Cantano le stelle anche di giorno, noi non le sentiamo e non le vediamo, ma il loro canto arriva sino alla superficie del mare e lo increspa.
Al
canto delle stelle risponde quello delle onde e noi non lo sentiamo, ma vediamo
le nuvole che si allontanano come i cerchi nell’acqua dopo che abbiamo gettato
un sasso.
Dopo
le onde è la volta della terra rispondere al cielo, ed è ombroso e scuro il
canto delle pietre e il canto delle profondità sulle quali camminiamo senza poterle
vedere.
Nelle
terra cantano le ombre che chiamano il sole più alto per farsi un po’ più
piccole e uscire insieme ai demoni meridiani che vanno a cercare anime dove
insediarsi, quando la calura è insopportabile e chi è rimasto fuori cerca
rifugio e refrigerio sotto le chiome degli alberi.
Quando
la terra eleva il suo canto fremono le radici degli alberi e la linfa scuote il
tronco e poi i rami e le foglie. Anche gli alberi cantano nella loro lingua a
noi ignota e solo il vento li ascolta e solo il vento li capisce.
Cade
il vento in un polla d’acqua e cade nell’ombra della rosa in fondo al giardino.
E come possono le rose non rispondere al richiamo del vento?

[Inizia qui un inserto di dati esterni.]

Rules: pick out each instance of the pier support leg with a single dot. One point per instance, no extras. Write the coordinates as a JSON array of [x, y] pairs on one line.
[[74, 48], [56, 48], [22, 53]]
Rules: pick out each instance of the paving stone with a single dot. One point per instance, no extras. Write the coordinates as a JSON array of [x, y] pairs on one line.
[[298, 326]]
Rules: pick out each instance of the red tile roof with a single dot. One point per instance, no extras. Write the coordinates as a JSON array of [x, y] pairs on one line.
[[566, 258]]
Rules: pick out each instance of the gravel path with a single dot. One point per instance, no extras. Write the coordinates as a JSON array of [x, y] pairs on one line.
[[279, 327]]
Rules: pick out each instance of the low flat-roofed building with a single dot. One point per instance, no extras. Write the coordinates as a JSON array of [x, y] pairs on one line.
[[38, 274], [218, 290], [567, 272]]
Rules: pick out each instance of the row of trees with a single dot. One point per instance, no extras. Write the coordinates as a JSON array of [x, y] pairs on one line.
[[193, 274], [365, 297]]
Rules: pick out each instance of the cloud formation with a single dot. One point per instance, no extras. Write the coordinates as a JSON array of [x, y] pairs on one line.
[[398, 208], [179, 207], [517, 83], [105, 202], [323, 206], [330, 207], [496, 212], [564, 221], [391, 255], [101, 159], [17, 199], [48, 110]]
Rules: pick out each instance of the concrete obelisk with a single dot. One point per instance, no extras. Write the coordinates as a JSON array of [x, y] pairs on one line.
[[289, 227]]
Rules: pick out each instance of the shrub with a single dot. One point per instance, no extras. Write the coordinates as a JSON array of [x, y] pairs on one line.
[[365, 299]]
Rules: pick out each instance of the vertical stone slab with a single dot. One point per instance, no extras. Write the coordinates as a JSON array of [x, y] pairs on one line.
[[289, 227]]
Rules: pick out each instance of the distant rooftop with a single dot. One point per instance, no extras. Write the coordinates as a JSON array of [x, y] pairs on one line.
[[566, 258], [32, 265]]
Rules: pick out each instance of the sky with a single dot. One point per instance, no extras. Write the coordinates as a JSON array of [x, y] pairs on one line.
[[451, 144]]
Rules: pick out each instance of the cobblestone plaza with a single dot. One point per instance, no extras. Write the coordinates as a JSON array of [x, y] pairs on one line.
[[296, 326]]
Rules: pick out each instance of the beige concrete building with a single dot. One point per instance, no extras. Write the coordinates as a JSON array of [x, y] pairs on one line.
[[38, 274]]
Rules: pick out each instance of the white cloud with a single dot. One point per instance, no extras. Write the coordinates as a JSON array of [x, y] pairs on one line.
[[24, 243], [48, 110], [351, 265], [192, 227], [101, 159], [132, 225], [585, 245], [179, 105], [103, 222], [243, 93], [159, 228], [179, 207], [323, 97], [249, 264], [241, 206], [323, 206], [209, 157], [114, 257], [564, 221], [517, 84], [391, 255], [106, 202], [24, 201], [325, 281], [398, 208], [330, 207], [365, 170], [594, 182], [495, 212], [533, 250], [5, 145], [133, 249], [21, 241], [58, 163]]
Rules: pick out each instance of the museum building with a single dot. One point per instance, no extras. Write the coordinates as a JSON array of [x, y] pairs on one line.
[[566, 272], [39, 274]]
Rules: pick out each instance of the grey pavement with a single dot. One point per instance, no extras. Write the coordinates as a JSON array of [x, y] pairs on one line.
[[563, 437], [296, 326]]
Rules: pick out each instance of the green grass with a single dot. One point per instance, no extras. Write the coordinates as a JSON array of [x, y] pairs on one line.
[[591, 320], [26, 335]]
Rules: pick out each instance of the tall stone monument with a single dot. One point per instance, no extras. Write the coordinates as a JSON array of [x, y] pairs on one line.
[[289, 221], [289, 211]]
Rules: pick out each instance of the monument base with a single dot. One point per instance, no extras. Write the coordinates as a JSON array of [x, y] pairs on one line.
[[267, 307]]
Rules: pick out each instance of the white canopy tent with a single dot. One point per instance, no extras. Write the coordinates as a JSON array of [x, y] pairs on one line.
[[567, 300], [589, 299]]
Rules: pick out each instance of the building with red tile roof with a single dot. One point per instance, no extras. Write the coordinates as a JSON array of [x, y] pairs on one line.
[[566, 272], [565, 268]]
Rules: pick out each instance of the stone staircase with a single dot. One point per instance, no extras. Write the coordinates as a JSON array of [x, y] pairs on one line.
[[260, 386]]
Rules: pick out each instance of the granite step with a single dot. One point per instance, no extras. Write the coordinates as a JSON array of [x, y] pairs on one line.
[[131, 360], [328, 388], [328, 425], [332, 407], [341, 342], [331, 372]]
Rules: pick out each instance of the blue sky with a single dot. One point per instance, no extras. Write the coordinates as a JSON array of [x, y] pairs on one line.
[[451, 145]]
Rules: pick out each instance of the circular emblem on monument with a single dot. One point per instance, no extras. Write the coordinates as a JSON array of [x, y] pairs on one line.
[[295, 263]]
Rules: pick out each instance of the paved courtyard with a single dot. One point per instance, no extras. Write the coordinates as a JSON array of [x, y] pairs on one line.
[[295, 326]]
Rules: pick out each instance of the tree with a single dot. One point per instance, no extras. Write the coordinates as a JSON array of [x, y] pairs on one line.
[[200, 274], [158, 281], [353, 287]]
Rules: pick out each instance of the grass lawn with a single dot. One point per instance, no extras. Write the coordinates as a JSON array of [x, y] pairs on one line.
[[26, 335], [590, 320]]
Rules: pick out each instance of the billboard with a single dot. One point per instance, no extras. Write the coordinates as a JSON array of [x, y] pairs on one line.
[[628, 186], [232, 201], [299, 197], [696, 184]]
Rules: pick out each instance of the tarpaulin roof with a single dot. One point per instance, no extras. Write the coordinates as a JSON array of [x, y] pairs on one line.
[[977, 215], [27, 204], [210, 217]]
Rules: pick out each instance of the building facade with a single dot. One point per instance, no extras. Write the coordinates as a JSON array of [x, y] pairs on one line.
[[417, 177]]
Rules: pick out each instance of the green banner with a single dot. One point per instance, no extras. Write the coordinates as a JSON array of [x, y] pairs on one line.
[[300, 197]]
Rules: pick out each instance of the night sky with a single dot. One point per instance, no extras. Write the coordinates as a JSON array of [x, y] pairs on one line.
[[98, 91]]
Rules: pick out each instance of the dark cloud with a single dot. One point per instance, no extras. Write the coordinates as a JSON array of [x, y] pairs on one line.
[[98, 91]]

È più sottile il
canto della rosa, è chiaro e luminoso e ci porta nel monastero di Heiligenkreuz
all’ora sesta mentre i monaci cistercensi stanno cantando e il tempo fugge da
quelle mura e si rifugia tra i campi, perché non riesce a sostenere la forza
del loro canto. Tutto ha un ordine, le ore del giorno come ogni lavoro e ogni
preghiera. Ora che cantano le antiche pietre del monastero, sono i libri
miniati che rispondono dallo scriptorium.
Lì
c’è una bambina che sta imparando l’antica arte della copia e ha dichiarato che
da grande diventerà un monaco per poter continuare a copiare i libri. Da quei
libri antichi il canto arriva sino a quelli allineati in una libreria di
frassino che rispecchia le età della vita di chi ha letto i libri e li ha
riposti dopo averli letti e sottolineati o comprati e messi da parte per il
tempo futuro che avrà bisogno di nuove parole. E canta quel legno che è stato
albero e l’acero davanti alla finestra risponde, perché è unica la lingua degli
alberi anche se ogni specie ha il suo dialetto segreto, e solo tra simili gli
alberi si capiscono anche solo facendo vibrare le foglie.
Ogni
vibrazione risponde a un richiamo, ogni vibrazione è suono e luce e mentre la
luce ci fa risplendere, il suono ci attraversa, si scompone e rimbalza per poi
ritornare verso le stelle. Perché verso le stelle ritorna ogni canto, perché le
stelle ci chiamano con il nostro vero nome, quello che mai nessuno ha mai pronunciato.
E
fu silenzio intorno alle stelle e giù fino a noi, e fu il silenzio primordiale
dove gli alfabeti ancora giacciono, frammenti di una storia senza autore, di un
canto senza voce, di una nota senza partitura.
Si
addormentano le stelle nel silenzio originario e aspettano che ciascuno di noi
pronunci la sua prima, vera parola.
Oggi
è giovedì 19 agosto del secondo anno senza Carnevale e questa è la Cronaca 529
che canta con me nell’ombra del monastero, canta il mistero e la bellezza di
tutte le cose e di tutte le creature, visibili e invisibili.